Sauf son respect, je pourrais dire qu’il braillait ou grognait comme un porc
ligoté qui sait qu’on va l’abattre. Je n’osais rien lui dire. Je m’occupais
plutôt de moi-même. J’avais besoin de retenir mon souffle, de bien m’installer
dans l’avion. Après plusieurs jours d’attente, nous avions enfin pris place
dans le petit porteur. Chaque jour, on nous avait promis de partir, mais l’avion
n’arrivait pas. Et nous l’attendions. Comment quitter la localité
autrement ? Les routes n’existent presque plus dans cette partie de la
forêt équatoriale. Prendre la pirogue sur l’affluent du fleuve demanderait de
longs jours, sans oublier de nombreux risques aussi.

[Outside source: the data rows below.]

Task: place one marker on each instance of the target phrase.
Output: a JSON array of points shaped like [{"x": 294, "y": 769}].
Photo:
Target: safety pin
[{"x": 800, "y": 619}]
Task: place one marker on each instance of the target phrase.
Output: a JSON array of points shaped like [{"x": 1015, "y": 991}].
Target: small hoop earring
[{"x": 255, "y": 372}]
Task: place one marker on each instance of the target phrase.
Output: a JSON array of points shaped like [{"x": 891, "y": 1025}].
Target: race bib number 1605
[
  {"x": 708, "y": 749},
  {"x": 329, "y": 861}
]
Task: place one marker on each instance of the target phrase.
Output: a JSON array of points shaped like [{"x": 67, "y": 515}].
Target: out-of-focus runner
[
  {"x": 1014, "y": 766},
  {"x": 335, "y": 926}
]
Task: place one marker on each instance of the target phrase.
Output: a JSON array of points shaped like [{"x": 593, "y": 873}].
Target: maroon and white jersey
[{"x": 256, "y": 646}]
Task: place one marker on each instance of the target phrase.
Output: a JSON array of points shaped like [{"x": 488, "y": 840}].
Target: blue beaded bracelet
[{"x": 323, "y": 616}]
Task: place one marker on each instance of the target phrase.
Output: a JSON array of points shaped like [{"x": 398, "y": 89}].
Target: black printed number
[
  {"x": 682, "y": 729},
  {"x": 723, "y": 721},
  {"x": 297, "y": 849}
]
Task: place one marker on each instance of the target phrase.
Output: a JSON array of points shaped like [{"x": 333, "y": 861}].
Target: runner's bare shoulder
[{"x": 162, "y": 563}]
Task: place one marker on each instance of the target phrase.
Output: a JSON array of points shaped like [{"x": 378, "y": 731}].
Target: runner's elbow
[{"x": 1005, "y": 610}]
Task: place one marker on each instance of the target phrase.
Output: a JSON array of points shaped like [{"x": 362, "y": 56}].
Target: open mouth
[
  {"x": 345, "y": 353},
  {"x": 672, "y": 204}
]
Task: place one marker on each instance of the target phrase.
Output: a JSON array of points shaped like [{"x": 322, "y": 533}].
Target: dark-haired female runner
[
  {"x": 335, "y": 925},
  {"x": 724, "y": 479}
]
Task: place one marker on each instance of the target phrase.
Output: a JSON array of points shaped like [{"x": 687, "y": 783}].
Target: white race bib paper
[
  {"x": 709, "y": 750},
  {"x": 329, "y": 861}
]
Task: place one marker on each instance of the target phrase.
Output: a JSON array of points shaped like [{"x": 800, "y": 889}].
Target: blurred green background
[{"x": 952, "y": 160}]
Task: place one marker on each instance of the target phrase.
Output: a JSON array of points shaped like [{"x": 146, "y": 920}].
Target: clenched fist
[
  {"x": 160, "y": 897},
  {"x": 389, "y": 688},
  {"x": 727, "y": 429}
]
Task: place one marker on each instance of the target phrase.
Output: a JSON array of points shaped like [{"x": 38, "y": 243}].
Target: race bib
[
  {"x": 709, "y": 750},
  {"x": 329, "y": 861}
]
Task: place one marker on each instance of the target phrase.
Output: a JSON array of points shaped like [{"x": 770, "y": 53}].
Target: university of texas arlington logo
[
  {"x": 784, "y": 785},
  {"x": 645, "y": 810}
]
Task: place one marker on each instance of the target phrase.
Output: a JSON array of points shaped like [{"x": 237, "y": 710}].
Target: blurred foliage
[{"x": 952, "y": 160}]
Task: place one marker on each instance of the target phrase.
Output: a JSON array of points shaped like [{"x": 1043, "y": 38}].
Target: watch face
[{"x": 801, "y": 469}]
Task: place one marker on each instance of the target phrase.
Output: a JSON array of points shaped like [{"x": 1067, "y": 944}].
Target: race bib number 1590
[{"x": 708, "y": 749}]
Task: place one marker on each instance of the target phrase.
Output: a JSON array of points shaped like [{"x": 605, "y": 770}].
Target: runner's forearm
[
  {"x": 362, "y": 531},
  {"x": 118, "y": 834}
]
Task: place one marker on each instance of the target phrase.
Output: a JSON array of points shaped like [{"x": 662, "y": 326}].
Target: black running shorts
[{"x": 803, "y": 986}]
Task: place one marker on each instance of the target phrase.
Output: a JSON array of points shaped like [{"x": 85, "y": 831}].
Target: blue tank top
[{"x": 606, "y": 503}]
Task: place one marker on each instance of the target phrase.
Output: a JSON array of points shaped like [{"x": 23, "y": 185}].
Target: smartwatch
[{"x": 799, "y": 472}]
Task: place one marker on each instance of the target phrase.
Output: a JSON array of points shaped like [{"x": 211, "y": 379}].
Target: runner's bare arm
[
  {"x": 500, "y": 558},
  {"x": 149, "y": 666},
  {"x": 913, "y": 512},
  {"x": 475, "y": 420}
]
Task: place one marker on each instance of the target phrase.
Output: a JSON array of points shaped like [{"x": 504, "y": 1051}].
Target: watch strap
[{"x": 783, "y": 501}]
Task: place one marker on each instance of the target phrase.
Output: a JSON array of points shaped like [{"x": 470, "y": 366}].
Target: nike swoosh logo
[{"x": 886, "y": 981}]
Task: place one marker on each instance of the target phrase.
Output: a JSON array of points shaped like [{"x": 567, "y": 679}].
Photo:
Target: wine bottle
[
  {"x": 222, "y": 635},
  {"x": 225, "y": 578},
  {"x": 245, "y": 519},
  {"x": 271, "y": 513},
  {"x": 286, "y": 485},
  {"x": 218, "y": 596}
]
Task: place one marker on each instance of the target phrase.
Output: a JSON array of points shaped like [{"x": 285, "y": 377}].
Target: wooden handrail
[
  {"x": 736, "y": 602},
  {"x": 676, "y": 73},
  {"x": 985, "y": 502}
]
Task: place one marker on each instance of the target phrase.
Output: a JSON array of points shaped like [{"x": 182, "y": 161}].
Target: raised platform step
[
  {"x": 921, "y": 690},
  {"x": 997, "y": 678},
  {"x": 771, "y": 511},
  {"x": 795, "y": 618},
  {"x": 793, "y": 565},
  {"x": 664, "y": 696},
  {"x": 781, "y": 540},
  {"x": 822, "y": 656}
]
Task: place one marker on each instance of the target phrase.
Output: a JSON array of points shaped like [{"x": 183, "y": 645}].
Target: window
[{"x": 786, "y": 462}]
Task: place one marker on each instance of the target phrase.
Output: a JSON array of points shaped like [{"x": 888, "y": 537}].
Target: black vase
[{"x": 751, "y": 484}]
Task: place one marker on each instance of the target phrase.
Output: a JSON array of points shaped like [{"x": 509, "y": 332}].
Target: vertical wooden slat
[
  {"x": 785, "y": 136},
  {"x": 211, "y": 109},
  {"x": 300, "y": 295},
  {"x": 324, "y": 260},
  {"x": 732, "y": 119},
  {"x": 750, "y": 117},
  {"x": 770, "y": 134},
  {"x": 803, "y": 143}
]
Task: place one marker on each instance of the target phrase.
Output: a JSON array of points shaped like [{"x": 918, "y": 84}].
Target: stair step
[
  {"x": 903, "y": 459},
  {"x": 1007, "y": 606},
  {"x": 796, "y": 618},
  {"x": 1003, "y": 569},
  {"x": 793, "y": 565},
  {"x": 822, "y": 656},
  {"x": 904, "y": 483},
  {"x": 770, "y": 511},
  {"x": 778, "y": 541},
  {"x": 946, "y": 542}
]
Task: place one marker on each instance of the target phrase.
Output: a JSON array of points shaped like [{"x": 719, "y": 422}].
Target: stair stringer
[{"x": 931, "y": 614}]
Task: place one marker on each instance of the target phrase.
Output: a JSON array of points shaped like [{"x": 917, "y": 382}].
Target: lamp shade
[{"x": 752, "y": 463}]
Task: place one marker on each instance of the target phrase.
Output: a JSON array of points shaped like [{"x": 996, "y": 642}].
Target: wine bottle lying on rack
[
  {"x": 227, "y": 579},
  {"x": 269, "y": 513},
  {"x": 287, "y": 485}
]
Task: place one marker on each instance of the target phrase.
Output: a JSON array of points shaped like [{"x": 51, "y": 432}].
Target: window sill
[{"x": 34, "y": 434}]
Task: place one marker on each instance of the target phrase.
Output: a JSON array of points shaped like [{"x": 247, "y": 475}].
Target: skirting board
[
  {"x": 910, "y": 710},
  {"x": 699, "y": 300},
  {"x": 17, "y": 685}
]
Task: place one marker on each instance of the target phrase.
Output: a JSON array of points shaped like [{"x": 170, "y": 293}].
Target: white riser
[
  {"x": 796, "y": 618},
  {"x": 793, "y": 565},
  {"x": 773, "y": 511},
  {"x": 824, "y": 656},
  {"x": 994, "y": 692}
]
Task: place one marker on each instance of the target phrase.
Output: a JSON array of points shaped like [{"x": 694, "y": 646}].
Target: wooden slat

Nous ne pouvions pas trop nous plaindre
maintenant que le petit avion nous avait embarqués. Mais mon voisin de droite
n’avait tout simplement jamais vu de bien près un avion. C’est pour la toute
première fois de sa vie qu’il prenait l’air. Comme dans un beau rêve. Dans sa
vie de villageois, et depuis son enfance, mon voisin s’imaginait bien des
histoires vraisemblables et invraisemblables sur les avions. Il ne m’a rien
raconté, mais j’ai fini par le deviner.
La question du départ était là : Comment mon
voisin pouvait-il aussitôt se mettre à grogner, à brailler comme un homme
politique dans un débat télévisé ou comme un porc qu’on va saigner ? Il ne
s’agissait pourtant que de perturbations ordinaires d’un petit avion dans
l’air. Les turbulences sont normales dans un ciel orageux au-dessus de la forêt
équatoriale. La météo ne promettait pas beaucoup. Mon voisin n’en savait rien,
d’ailleurs. L’avion était de la marque de ceux qu’on ne devrait plus jamais
voir traverser le ciel d’un pays dont les habitants aiment trop la vie. Mais
nous vivons dans un pays, où les plus jolies demoiselles adorent les dessous de
la friperie. Notre avenir est dans le passé d’autrui. Notre avenir est de
seconde main. Nos avions aussi sont de seconde main.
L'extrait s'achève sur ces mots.